これが、スウェージロックの ガス供給システムのアドバイス・サービス を活用しているお客さまの施設で行っているプロセスです。お客さまにシステムを十分に理解していただき、適切な部品選定に必要な情報を提供し、設計の改善についてアドバイスを行い、必要な文書を作成し、施設全体にわたってシステムを維持して使用するためのベスト・プラクティスを特定するべく、サポートいたします。

スウェージロックのガス供給システム・アドバイザーが、お客さまのガス供給システムを評価し、改善の機会を提案する様子を動画でご覧ください。

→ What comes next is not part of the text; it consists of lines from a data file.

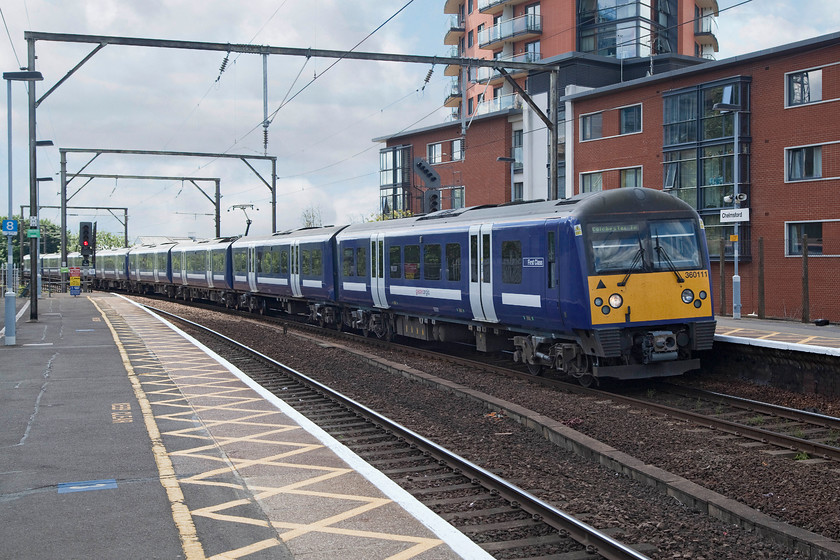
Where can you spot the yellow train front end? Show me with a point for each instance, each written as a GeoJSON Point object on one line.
{"type": "Point", "coordinates": [649, 293]}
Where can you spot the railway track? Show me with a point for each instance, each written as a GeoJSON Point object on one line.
{"type": "Point", "coordinates": [806, 434]}
{"type": "Point", "coordinates": [503, 519]}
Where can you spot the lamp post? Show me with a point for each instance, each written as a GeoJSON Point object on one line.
{"type": "Point", "coordinates": [736, 199]}
{"type": "Point", "coordinates": [10, 301]}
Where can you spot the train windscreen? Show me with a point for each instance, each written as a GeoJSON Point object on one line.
{"type": "Point", "coordinates": [653, 247]}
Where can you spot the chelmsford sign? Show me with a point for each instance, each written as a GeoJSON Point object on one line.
{"type": "Point", "coordinates": [735, 215]}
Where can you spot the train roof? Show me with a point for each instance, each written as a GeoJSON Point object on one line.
{"type": "Point", "coordinates": [584, 206]}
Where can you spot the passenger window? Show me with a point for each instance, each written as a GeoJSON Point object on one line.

SRP: ガス供給システムに関して、その他に考慮すべき点はありますか?

JK: 結局のところ、オペレーターがシステムについてあれこれ頭を悩ますべきではないということでしょうか。施設のオペレーターは、ガス供給システムよりも優先すべき事項を数多く抱えているでしょう。ガス供給システムは、適切に機能していればいいのです。そうすれば、オペレーターは収益につながる業務に集中できますから。

これが、スウェージロックが目指しているガス供給システムのアドバイス・サービスの価値なのです。知識と経験を提供できるサプライヤーと連携することで、ガス供給システムについて気にかける必要がなくなり、時間の節約、安全性の向上、そして収益の増加を実現することができるのです。